Published 12/15/2008

Last week (http://embedded.com/columns/breakpoint/212300032) I slammed the multicore hype that pervades this industry. If one were to believe the PR, all of our performance problems go away when we just add a few cores.

The most widely-advertised approach to multicore is called Symmetric Multiprocessing (SMP). Two or more identical CPUs coexist on a single chip. Each has a tiny bit of L1 cache, but generally at least two cores share an L2, and all of the cores have a common memory and bus. Obviously, fast CPUs insulated from each other by tiny caches will suffer bus contention and degraded performance.

Our entire computing paradigm is wrong. It stems from the mainframe era when computers cost money. A lot of money. So much that computing centers evolved, entire buildings with armies of acolytes devoted to a single machine. Computers cost so much that many companies used time-sharing, where precious CPU cycles were miserly doled out to multiple users, each of whom paid handsomely for their small piece of the pie.

Minicomputers were expensive, too, so were used sparingly. Even microprocessors cost a lot; the 8080 CPU was $400 a pop, just for the processor chip itself. That's in 1975 dollars and is equivalent to around $1600 today.

We talk about the effects of Moore's Law without examining the implications. If transistors get ever cheaper, then so do processors. At some point a CPU is, to a first approximation, free. Today many CPUs cost tens of cents. On an SoC a 32 bitter might need just a couple of square millimeters.

Nearly-free processors change the entire computing paradigm that has been predicated on big, expensive iron. Instead of bringing the problem to the computer, bring computers to the problem.

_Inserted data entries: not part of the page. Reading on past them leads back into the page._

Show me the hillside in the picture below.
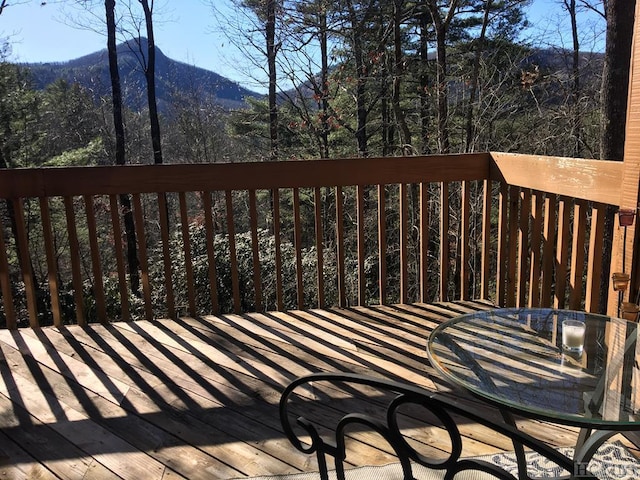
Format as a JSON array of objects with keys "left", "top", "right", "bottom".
[{"left": 21, "top": 38, "right": 262, "bottom": 113}]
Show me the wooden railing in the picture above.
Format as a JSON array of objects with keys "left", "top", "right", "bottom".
[
  {"left": 0, "top": 153, "right": 624, "bottom": 329},
  {"left": 490, "top": 153, "right": 623, "bottom": 313}
]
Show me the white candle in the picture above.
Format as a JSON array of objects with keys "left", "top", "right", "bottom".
[{"left": 562, "top": 320, "right": 586, "bottom": 354}]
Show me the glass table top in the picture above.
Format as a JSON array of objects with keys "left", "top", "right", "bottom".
[{"left": 426, "top": 308, "right": 640, "bottom": 429}]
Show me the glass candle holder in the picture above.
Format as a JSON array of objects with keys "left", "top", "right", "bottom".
[
  {"left": 612, "top": 272, "right": 630, "bottom": 291},
  {"left": 562, "top": 319, "right": 586, "bottom": 355},
  {"left": 619, "top": 209, "right": 636, "bottom": 227},
  {"left": 621, "top": 302, "right": 640, "bottom": 322}
]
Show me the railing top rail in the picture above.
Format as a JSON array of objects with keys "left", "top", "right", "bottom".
[
  {"left": 490, "top": 152, "right": 623, "bottom": 206},
  {"left": 0, "top": 152, "right": 624, "bottom": 207},
  {"left": 0, "top": 153, "right": 491, "bottom": 198}
]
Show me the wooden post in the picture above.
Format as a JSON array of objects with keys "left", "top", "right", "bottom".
[{"left": 609, "top": 3, "right": 640, "bottom": 316}]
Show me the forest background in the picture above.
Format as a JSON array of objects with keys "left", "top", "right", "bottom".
[{"left": 0, "top": 0, "right": 635, "bottom": 325}]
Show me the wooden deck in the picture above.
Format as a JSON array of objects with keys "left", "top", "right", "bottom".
[{"left": 0, "top": 301, "right": 637, "bottom": 479}]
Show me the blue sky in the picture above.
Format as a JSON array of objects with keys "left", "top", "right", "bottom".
[
  {"left": 3, "top": 1, "right": 222, "bottom": 68},
  {"left": 2, "top": 0, "right": 605, "bottom": 89}
]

The situation is similar to manufacturing. Labor is cheap (or was; today factories use cheap robots). Raw materials dumped into one side of the building are slowly transformed into useful products via a number of stations. At each stop a small change is made; a worker inserts a widget or tightens a bolt before the assembly line brings the product to another station for another incremental improvement.

Consider how we'd calculate, say, color, using the usual single-processor model. One CPU would read three A/D converters (R, G and B), smooth each of the data points, apply calibration corrections to each, transform each to some sort of screen format, and update displays. The amount of work involved just in moving instructions and data around is staggering - and none of that work is useful. It's all just infrastructure that supports a single CPU doing many independent things.

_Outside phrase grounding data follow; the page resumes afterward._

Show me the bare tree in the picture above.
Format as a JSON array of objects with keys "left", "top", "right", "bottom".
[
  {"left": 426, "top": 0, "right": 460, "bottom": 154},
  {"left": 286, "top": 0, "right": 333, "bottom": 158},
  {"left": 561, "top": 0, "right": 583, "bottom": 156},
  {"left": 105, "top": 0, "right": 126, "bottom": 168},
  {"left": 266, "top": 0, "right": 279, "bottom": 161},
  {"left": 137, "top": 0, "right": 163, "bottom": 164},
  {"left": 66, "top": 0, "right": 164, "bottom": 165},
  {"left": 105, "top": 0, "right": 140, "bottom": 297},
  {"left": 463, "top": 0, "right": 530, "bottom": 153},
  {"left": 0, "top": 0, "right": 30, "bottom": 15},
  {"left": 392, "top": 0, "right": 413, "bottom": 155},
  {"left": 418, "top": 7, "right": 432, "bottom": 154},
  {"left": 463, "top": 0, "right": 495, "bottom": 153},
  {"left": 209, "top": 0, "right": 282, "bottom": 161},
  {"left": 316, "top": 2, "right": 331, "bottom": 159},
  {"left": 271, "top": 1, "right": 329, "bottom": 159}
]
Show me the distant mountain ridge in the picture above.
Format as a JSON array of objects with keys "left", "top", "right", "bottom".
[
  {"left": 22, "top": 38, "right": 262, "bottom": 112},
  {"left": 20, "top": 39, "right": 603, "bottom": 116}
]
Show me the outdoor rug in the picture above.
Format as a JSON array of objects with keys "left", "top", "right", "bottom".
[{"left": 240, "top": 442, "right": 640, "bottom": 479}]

The assembly-line model changes everything. Build three assembly lines, one per color. Each line has multiple stations with independent "laborers" - a processor. One handles the A/D and passes data to another that computes an IIR. That hands the smoothed data to a station that applies calibration constants, which in turn passes it along for further processing. This streaming model reduces the load/store overhead and each processor, doing just a small share of the work, contributes to vastly-better system performance.

The processors may be identical or can vary depending on need; perhaps one station needs a DSP while another gets by with a brain-dead 8 bitter. Each has its own local memory which, since the workload is small, can be relatively tiny. This is called Asymmetric Multiprocessing (AMP) and is quite orthogonal to SMP. AMP scales better to most of the problems we face in the embedded world.

Though SMP is a useful way to solve many compute-intensive problems, it's hardly the only solution. A number of vendors are currently offering AMP products, both as physical processors and as IP for use on FPGAs or SoCs. If the problem you are trying to solve can be structured to resemble an assembly line, check into the AMP alternatives.